Roma, 20 giu – Genitori servi dei figli, secondo Paolo Crepet. Noi aggiungeremmo addirittura “schiavi”, ma la questione è profonda e ha radici storiche radicate negli ultimi cinquant’anni.
“Genitori servi dei figli”: Crepet ha ragione, ecco perché
Nell’intervista rilasciata al Corriere della Sera, Crepet dice la sua sulla questione, criticando perfino il Sessantotto: “Oggi i genitori vogliono essere più giovani dei figli, tutto questo appiattisce e amicalizza un rapporto che invece deve essere fondato sul riconoscimento dei ruoli. Non esiste più il capitano, il punto di riferimento. È forse il compimento del ‘68, dalla rivolta antiautoritaria.

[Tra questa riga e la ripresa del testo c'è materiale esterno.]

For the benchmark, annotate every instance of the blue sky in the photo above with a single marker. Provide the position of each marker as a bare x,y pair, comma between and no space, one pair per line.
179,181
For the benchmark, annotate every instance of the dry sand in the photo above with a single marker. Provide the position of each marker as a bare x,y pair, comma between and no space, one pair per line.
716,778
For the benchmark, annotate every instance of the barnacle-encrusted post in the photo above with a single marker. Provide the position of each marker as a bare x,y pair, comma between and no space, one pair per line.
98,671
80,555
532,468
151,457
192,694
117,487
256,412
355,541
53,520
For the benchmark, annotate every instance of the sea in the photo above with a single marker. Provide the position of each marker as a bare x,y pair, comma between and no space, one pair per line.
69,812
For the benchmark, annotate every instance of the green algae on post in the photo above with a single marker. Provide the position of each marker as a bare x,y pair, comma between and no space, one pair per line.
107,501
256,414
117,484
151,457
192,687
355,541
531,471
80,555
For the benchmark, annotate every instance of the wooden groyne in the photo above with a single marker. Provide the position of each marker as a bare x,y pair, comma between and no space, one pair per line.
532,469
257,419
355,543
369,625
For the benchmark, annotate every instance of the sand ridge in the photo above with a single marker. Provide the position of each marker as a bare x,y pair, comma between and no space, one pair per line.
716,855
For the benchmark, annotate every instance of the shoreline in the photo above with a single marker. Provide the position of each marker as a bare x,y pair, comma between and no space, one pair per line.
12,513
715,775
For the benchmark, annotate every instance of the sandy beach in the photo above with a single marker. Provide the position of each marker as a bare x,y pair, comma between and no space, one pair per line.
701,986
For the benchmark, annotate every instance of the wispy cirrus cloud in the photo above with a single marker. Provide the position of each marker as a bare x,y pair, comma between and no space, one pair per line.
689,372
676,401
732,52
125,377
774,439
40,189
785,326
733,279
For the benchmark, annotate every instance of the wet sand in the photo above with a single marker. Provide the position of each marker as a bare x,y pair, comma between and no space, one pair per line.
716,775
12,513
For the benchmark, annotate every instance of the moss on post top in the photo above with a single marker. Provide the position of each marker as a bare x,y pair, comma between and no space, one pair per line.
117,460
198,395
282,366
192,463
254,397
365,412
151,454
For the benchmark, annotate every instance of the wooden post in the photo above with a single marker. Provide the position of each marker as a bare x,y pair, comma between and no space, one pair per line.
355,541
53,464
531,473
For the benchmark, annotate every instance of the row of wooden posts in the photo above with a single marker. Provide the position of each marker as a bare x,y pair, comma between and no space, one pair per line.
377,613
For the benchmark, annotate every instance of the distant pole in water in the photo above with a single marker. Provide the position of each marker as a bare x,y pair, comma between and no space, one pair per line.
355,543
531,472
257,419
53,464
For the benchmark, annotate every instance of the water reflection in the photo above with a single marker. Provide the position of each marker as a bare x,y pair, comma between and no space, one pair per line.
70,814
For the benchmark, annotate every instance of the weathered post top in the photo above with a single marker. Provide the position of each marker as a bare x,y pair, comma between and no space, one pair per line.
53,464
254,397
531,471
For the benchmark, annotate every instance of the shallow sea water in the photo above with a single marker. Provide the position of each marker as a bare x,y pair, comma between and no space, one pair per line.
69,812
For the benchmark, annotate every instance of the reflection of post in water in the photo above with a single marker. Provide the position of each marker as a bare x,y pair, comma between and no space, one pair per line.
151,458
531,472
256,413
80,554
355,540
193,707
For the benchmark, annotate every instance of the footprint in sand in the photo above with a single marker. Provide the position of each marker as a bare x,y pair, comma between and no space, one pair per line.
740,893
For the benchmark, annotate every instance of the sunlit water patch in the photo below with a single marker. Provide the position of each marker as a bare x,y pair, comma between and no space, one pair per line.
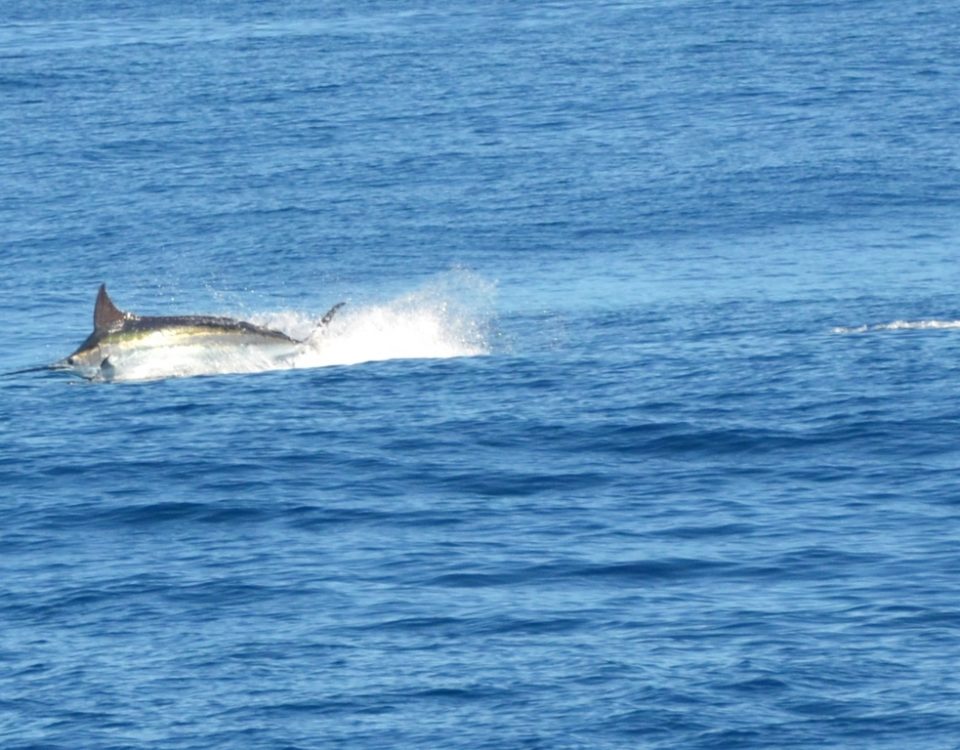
899,325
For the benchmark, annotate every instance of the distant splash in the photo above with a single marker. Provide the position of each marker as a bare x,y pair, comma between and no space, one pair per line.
899,325
449,317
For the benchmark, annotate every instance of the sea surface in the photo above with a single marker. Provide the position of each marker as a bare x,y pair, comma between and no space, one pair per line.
640,427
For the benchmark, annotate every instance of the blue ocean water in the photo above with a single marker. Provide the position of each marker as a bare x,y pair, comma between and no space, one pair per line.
638,428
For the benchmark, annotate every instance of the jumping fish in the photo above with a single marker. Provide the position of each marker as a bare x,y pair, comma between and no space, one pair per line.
158,345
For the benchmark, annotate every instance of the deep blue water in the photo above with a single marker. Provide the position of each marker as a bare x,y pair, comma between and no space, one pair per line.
639,428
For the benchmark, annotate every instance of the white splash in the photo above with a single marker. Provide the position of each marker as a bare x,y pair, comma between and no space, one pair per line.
899,325
448,318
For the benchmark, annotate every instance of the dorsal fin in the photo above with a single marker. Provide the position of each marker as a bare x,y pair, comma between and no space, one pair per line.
105,313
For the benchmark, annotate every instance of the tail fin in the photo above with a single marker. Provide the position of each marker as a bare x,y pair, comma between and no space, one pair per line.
325,320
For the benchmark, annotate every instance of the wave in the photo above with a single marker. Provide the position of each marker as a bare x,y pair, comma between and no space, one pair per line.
899,325
449,317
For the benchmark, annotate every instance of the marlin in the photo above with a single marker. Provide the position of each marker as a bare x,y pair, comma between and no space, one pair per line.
173,345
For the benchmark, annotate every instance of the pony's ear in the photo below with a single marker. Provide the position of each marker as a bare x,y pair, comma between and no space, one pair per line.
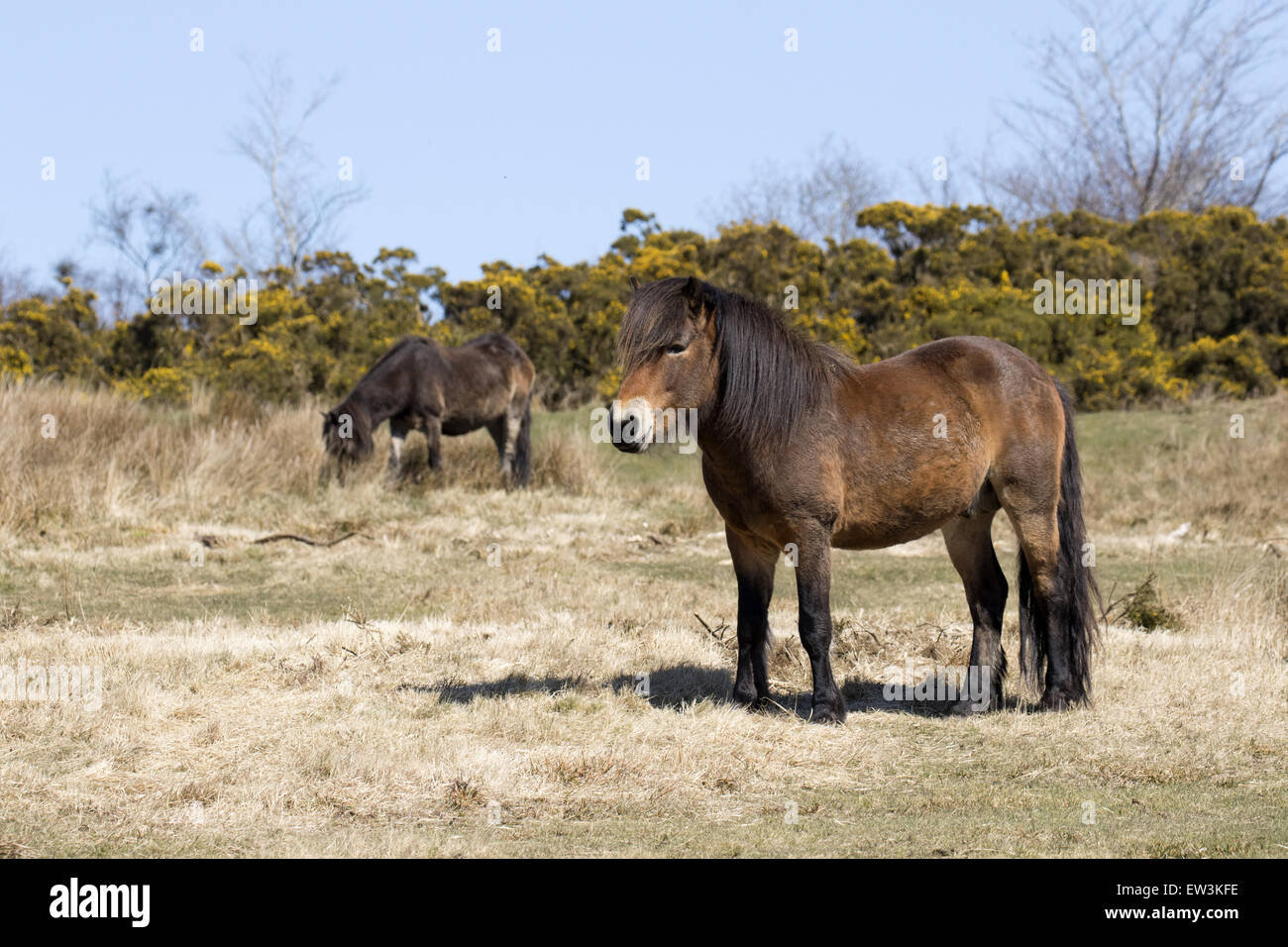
699,296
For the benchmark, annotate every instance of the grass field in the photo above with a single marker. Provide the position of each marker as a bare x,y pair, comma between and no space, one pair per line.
462,676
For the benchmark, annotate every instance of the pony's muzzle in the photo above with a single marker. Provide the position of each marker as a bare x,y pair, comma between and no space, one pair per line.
632,425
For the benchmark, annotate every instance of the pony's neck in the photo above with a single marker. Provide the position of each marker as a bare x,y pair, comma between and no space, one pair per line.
368,399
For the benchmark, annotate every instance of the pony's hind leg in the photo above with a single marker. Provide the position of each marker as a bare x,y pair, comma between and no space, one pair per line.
970,547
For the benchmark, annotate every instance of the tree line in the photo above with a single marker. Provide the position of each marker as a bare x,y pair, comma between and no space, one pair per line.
1212,305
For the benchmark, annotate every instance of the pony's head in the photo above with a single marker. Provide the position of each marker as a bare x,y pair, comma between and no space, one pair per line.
687,344
347,434
668,347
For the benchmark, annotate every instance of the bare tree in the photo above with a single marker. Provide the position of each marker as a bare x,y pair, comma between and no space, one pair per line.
153,231
1150,108
304,200
818,200
14,283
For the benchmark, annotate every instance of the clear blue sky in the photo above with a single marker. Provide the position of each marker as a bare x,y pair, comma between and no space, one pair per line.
472,157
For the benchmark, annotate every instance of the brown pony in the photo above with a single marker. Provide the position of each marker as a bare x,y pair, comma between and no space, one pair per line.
804,450
419,384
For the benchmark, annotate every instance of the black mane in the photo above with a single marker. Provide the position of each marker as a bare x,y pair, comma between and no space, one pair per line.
771,375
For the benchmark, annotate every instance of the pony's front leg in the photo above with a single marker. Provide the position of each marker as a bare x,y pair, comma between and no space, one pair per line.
433,428
397,440
754,565
814,596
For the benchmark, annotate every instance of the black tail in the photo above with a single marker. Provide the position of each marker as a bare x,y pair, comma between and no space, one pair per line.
1074,605
523,449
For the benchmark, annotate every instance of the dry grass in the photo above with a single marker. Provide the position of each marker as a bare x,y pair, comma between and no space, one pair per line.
406,692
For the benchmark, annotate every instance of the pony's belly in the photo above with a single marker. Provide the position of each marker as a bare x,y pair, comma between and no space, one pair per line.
455,427
881,536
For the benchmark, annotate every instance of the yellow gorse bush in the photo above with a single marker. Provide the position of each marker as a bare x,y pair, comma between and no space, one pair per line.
1212,316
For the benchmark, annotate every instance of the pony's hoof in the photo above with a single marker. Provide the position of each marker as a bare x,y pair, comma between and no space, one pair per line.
828,710
971,707
1056,699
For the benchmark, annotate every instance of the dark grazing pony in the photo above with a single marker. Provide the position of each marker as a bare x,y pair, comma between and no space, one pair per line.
419,384
804,450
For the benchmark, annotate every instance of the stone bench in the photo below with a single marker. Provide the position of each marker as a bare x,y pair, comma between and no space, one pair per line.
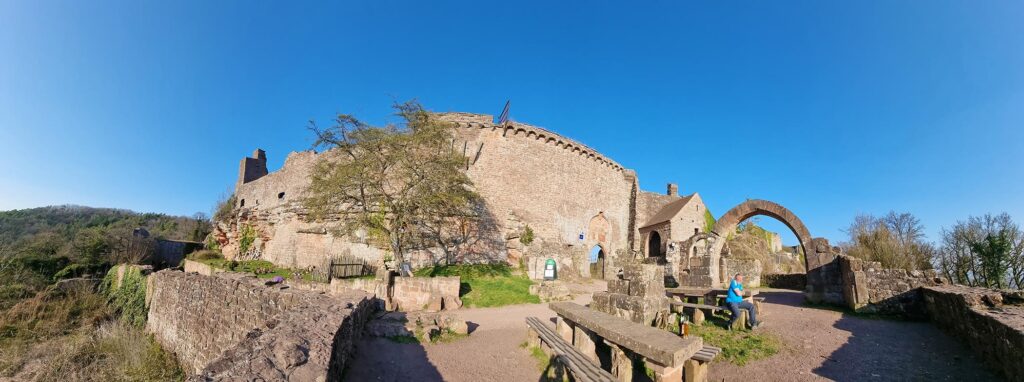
697,312
663,352
582,368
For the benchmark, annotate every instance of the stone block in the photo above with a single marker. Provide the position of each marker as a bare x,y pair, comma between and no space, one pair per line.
564,329
583,340
665,373
694,371
619,286
622,363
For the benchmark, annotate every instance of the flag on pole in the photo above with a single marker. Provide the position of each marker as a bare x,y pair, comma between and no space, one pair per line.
505,114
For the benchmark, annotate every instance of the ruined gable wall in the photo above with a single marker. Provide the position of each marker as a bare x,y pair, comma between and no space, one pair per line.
688,219
283,236
527,175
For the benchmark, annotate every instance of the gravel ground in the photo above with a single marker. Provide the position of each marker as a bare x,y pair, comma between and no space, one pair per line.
819,344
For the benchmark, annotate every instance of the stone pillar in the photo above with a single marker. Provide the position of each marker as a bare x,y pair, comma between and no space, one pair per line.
694,371
583,341
532,339
563,329
697,316
665,373
741,322
622,365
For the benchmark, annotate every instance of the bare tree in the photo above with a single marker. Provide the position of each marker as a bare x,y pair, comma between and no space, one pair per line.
397,182
966,255
897,241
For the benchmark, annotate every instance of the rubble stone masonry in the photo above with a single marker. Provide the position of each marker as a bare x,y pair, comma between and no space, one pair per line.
990,322
231,326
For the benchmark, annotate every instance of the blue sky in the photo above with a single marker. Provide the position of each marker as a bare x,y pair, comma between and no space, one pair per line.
832,109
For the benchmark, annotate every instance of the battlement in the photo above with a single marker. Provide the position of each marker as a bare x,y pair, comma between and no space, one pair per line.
252,168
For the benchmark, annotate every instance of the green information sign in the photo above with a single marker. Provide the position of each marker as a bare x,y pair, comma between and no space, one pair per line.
550,271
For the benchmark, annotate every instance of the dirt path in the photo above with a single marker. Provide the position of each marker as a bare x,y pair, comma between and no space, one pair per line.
820,344
492,351
823,344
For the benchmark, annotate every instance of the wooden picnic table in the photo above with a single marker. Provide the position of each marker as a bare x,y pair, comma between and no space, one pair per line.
689,293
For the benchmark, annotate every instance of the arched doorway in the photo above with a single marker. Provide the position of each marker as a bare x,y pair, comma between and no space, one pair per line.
654,245
728,222
597,262
599,232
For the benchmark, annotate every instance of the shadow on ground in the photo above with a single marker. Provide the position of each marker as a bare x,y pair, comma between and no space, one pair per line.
887,348
378,358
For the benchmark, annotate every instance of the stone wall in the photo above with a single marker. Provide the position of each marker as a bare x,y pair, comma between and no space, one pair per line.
991,323
750,268
639,296
527,176
231,326
784,281
559,187
869,288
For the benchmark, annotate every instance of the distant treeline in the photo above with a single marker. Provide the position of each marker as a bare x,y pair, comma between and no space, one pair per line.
40,246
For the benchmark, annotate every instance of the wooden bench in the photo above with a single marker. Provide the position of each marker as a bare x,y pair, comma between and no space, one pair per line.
667,354
696,312
583,369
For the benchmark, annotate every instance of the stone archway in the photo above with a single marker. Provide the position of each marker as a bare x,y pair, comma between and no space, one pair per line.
728,222
654,245
596,258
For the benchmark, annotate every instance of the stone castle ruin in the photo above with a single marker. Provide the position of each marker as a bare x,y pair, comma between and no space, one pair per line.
585,211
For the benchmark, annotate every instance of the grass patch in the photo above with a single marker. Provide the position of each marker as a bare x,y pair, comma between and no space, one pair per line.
486,285
543,361
738,346
500,291
466,270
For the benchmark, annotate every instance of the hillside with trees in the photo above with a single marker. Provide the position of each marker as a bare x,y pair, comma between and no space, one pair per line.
55,324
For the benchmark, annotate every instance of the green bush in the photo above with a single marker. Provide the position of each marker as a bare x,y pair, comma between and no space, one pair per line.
206,255
247,239
527,236
466,270
128,299
225,209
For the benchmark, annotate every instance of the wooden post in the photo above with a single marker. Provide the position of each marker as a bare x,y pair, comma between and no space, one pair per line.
622,365
665,373
694,371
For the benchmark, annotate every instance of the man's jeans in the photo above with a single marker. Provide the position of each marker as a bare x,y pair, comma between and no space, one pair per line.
735,306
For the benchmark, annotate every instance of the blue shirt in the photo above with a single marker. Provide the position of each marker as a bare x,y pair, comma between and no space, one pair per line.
733,297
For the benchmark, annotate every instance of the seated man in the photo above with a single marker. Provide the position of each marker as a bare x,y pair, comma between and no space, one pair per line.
734,301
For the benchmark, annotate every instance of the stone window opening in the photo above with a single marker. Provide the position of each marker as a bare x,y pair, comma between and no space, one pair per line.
654,245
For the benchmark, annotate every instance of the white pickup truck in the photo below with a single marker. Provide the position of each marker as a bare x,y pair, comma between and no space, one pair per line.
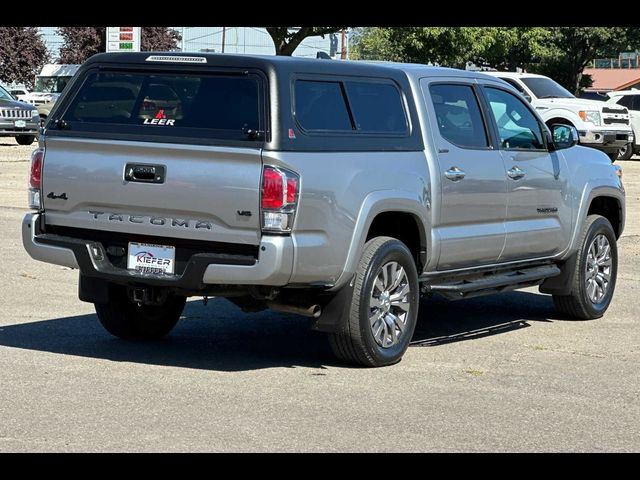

Ma ora una generazione che ha contestato i padri è diventata serva dei propri figli. Non è capace di dire i no, di orientare senza usare l’autoritarismo, ma l’esperienza. C’è un armistizio: io ti faccio fare quello che vuoi, tu non mi infliggi la tensione di un conflitto. Ma così si spegne il desiderio di autonomia, l’ansia di recidere i cordoni, l’affermazione piena della propria identità. Il conflitto generazionale è sparito. E non è un bene”. Ora, senza troppi giri di parole: è veramente difficile non dare ragione a Crepet. Per un semplicissimo motivo: gli adulti non sono più in grado di impartire alcuna strada ai piccoli e ai minori. E il motivo risiede nella totale mancanza di autorità.
Generazioni di adulti deboli o addirittura “imbecilli”
Sono stati cinquant’anni in cui si è distrutta ogni autorità, invero, degli adulti in generale, non soltanto dei genitori. Lo vediamo sempre più spesso nella scuola (non a caso, anch’essa citata da Crepet) con professori regolarmente bullizzati o addirittura aggrediti fisicamente dagli alunni. Posto che nessuno immagina una società in cui gli adulti sevizino i più piccoli, la domanda è di una semplicità imbarazzante: come si fa ad “educare” le nuove generazioni se non si ha alcuna autorità per farlo? È, ovviamente, impossibile. Perché ogni propria decisione di adulto è sempre soggetta a discussioni e a proteste, il che rende come minimo complicato impartire una direzione a una gioventù che poi – in ogni caso – raggiunta la maggiore età sarebbe liberissima di seguire la propria strada. Così non è. I ragazzi sono liberi da subito, con tutte le conseguenze drammatiche del caso. Con l’unico risultato che quando arriva la maturità (solo sulla carta) non sanno neanche come esercitarla.